The results of the IPK survey show a certain optimism towards 2022. The biggest obstacle to the resumption is Covid and not the economic crisis, and with 90% of respondents accepting to be vaccinated, the 62% who are willing to travel this year they now depend only on the availability of the vaccine. Post Covid travel intentions are strongest for visits to relatives and friends, and for beach vacations. In Asia, there is an important trend towards urban tourism. In other markets, in Europe and the Americas, as was found in research in Brazil, there is also an increase in demand for ecotourism and well-being.

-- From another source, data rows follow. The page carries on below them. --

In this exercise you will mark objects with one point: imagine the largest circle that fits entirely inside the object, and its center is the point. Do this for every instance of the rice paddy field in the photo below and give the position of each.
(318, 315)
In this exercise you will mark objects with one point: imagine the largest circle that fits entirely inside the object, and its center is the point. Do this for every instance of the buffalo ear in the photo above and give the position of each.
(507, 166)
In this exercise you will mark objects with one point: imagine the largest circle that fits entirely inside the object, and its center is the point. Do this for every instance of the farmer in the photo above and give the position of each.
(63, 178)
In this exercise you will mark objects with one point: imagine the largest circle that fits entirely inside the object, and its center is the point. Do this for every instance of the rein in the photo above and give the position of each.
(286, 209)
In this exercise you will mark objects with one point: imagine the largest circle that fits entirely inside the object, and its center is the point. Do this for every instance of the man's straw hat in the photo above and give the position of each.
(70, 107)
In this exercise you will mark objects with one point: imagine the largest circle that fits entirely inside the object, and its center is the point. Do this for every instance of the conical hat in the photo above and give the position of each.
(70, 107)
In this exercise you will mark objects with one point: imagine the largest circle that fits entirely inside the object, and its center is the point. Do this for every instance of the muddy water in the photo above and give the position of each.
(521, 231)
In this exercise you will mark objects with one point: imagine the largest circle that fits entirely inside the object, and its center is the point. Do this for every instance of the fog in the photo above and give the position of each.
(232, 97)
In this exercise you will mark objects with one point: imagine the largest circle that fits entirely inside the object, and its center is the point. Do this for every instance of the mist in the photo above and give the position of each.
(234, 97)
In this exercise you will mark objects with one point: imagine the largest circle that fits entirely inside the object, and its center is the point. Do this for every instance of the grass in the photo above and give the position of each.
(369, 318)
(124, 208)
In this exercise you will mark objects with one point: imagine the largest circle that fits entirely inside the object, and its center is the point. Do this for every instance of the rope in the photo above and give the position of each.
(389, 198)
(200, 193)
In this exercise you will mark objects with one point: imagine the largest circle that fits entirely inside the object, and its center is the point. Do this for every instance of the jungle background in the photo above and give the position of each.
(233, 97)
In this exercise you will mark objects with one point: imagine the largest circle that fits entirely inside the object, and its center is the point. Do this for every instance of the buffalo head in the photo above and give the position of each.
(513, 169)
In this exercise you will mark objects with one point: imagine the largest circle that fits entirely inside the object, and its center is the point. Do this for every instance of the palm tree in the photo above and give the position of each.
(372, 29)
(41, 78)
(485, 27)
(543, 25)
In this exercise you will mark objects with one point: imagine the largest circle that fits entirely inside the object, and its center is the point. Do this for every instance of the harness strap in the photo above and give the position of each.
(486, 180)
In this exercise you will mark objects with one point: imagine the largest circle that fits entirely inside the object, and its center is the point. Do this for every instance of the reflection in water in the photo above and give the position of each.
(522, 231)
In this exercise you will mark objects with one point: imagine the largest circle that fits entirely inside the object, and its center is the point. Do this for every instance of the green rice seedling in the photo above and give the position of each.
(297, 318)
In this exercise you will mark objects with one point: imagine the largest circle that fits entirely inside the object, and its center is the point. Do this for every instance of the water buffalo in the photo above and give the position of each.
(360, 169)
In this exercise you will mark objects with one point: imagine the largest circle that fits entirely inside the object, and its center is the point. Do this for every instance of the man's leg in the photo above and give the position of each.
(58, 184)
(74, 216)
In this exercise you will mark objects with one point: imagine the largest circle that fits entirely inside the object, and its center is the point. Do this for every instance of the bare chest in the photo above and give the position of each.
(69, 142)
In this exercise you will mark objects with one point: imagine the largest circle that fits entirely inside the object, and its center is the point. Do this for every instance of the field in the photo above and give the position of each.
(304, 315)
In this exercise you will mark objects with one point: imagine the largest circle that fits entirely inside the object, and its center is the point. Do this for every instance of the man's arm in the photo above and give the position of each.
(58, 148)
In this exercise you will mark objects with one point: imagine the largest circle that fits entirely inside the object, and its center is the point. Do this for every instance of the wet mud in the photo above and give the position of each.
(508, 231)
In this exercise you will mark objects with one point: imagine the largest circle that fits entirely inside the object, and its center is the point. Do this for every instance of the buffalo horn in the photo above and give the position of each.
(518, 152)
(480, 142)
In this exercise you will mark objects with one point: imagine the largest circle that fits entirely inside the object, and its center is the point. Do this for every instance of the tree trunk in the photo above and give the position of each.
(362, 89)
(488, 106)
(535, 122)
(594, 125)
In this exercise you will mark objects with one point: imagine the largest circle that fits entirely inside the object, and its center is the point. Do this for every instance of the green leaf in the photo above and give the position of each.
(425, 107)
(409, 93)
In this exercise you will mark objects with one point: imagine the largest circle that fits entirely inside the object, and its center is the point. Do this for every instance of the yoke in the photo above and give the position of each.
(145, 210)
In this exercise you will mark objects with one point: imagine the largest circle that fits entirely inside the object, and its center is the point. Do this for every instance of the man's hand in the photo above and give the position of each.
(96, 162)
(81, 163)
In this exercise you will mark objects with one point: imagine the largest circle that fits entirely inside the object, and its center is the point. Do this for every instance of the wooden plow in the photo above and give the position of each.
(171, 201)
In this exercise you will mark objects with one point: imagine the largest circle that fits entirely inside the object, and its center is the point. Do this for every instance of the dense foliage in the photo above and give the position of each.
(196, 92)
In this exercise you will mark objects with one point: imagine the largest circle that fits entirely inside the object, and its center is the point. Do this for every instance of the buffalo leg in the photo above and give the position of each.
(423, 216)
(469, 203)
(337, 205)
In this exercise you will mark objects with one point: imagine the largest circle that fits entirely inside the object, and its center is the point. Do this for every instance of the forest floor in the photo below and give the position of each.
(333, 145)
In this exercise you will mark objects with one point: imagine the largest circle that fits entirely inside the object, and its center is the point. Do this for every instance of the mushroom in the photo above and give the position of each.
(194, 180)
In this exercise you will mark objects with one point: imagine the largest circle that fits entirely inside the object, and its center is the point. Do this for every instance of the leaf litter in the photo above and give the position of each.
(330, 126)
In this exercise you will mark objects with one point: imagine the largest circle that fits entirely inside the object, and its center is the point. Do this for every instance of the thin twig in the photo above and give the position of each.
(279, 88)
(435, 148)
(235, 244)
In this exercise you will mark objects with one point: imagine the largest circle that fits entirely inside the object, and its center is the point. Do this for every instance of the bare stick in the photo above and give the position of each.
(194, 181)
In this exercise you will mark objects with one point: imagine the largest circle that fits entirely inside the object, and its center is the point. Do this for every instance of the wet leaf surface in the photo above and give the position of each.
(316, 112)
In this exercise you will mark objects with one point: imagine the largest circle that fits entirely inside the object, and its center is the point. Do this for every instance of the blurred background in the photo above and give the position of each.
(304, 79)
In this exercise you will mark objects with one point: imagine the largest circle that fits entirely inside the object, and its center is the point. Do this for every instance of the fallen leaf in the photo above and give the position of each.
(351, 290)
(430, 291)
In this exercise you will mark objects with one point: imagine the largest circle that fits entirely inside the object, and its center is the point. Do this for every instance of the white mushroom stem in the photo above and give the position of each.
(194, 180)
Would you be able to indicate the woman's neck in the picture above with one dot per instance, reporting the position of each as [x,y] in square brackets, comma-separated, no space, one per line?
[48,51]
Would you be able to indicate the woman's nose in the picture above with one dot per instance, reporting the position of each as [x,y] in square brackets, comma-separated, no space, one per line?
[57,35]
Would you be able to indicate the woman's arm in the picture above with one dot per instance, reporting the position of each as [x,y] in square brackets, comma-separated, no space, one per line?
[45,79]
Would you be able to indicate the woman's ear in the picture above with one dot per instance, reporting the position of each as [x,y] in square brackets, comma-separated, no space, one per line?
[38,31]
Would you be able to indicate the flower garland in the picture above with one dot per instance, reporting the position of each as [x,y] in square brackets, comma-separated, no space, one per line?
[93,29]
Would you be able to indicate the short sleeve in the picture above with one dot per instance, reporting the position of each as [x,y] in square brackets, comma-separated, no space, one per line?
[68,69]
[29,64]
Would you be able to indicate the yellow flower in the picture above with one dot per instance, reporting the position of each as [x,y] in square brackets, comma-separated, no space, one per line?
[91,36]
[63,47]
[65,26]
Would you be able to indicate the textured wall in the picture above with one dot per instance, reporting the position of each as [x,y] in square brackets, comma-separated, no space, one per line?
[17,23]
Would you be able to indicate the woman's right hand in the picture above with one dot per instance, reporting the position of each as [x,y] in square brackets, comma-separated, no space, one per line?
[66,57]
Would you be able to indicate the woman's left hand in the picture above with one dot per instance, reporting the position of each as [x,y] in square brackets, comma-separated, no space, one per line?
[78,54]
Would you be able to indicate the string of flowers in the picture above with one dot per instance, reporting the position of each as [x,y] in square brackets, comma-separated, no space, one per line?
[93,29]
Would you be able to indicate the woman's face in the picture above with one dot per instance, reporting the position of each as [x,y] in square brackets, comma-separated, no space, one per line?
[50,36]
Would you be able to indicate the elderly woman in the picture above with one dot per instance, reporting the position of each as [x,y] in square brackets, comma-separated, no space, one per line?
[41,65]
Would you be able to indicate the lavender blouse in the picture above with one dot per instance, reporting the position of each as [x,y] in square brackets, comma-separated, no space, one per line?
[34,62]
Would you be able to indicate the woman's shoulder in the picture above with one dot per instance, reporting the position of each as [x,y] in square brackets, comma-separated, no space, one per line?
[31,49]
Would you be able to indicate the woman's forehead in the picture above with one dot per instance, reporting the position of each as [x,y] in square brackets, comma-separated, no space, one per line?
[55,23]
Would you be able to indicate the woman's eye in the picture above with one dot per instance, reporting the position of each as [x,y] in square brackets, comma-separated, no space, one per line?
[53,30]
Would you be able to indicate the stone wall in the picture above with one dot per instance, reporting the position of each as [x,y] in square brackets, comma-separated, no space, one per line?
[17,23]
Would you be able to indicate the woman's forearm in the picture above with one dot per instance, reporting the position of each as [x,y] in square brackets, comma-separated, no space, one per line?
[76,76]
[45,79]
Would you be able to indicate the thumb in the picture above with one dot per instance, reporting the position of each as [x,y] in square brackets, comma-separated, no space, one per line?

In addition to this reasonable optimism, and new demands for sustainability or luxury tourism, the survey highlighted the most sought after destinations for 2022. On the five continents, tourists have a marked preference for nearby countries, but this trend is much stronger in Europe. Europe’s tourism leaders, Spain, Italy, France and Germany should therefore be the first to take advantage of a recovery whose pace will only be defined by the availability of vaccines: starting in 2021, it would be completed in 2023 or at the latest in 2024 A (very) reasonable optimism.